From real variables I learned a few ways to deal with that : taking logs of both sides was one of them. I don't see how that would work here though.

5. Oct 18, 2011

### Dick

(1+i)/2 is different from 1+i/2 in an important way. What is that way? Think about real numbers, when is x^n divergent and when is it convergent?

6. Oct 18, 2011

### micromass

Staff Emeritus
The first one is convergent. Try to find the modulus of

$$n((1+i)/2)^n$$

7. Oct 18, 2011

### Dick

Let's try and talk about these one at a time. You just changed the third one as well. Can you factor (z^3-1) over the complex numbers? You probably can figure out the three roots. And take the log of the second one anyway without worrying about the details for now.

8. Oct 18, 2011

### MATHMAN89

Yes, Dick. Sorry for not writing the problems out correctly at first. They're all written correctly now.

I know that the three roots of z^3-1=0 are e^2i*pi/3, e^4i*pi/3, e^2i*pi

9. Oct 18, 2011

### MATHMAN89

Convergent when 0 ≤ x ≤ 1

And if we take abs ((1+i)/2) = sqrt (2)/2 < 1 so it is convergent.

10. Oct 18, 2011

### Dick

Convergent to 0, right? Do you see why that applies to complex numbers as well as reals?

11. Oct 18, 2011

### MATHMAN89

Yes, I see why, since the modulus is less than 1. but we then get a limit of the form infinity * 0.

12. Oct 18, 2011

### Dick

Sorry, I meant z^3+1 not z^3-1. That's what you have in the problem.

13. Oct 18, 2011

### MATHMAN89

I have an idea.

Could I rewrite the first problem as (n^1/n*(1+i)/2)^n and then take the log

14. Oct 18, 2011

### MATHMAN89

In that case it's e^i*pi/3, e^i*pi, e^i*5pi/3
so the first term cancels with one of the factors of the denominator! brilliant.

15. Oct 18, 2011

### MATHMAN89

Yes, Dick. Agreed on that point that ((1+i)/n) converges to 0. However, I still have the problem of the n on the outside.

16. Oct 18, 2011

### Dick

Yeah, I keep forgetting you changed it. Sorry. This is all getting kind of confusing. The usual way to deal with a infinity*0 problem is to use l'Hopital's theorem, right? Complex numbers aren't that different from reals. Pretend the problem is n*(1/2)^n.

17. Oct 18, 2011

### MATHMAN89

Aha, OK. I've got the first one now. Thank you so much.

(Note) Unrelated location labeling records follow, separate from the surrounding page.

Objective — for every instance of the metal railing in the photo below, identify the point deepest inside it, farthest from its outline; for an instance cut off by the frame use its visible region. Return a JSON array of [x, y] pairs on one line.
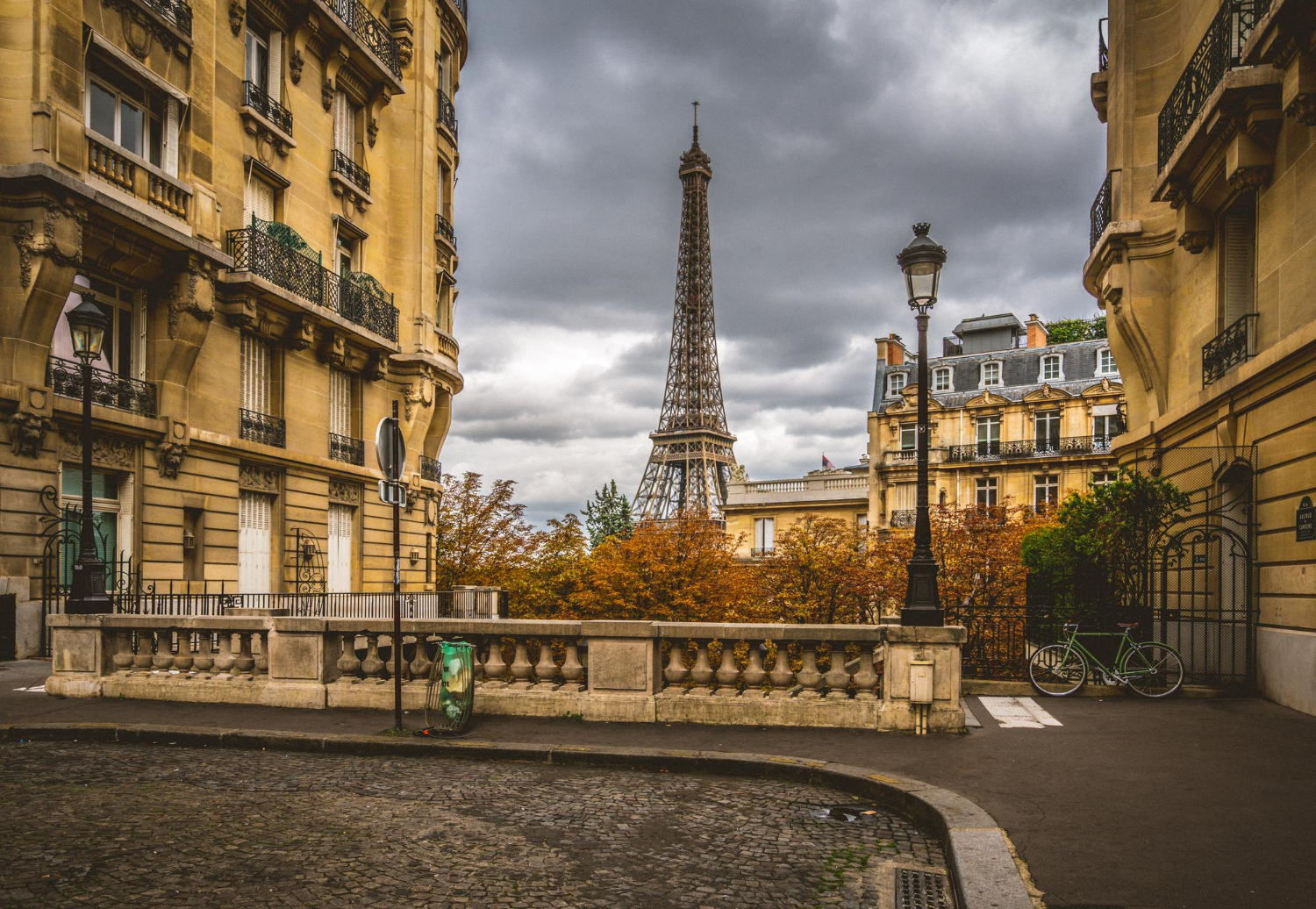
[[1216, 54], [107, 389], [431, 469], [371, 31], [447, 113], [260, 100], [354, 173], [1045, 447], [1100, 215], [1228, 349], [347, 449], [262, 428]]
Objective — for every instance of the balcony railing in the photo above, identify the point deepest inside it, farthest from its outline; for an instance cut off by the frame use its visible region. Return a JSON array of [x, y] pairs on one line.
[[347, 449], [371, 31], [278, 254], [260, 100], [1216, 54], [444, 228], [1228, 349], [431, 469], [447, 113], [354, 173], [107, 389], [262, 428], [1047, 447], [1100, 216]]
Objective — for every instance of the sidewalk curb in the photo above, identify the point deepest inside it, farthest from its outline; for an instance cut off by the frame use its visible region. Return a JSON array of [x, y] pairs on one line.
[[979, 862]]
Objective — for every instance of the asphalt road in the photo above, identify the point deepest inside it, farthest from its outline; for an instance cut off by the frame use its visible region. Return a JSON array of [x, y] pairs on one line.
[[1128, 804]]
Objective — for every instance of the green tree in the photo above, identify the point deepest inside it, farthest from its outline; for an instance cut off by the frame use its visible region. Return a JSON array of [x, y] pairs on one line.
[[608, 516]]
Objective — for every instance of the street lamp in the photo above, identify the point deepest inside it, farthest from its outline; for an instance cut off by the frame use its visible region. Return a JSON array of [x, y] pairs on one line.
[[921, 263], [87, 592]]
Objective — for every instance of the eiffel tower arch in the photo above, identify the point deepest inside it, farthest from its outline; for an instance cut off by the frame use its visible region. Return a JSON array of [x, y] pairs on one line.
[[691, 456]]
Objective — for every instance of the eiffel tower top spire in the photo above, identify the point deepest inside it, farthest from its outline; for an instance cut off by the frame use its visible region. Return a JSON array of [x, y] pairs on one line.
[[692, 456]]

I dont see how I get log(1+z) for the second one, though.

18. Oct 18, 2011

### Dick

Use power series. What's the power series expansion of sin(z)/z?

19. Oct 19, 2011

### MATHMAN89

sinz/z = 1 -z^2/2 +z^4/4! .... = cos z right?

20. Oct 19, 2011

### MATHMAN89

Still not sure how that gets me at my answer.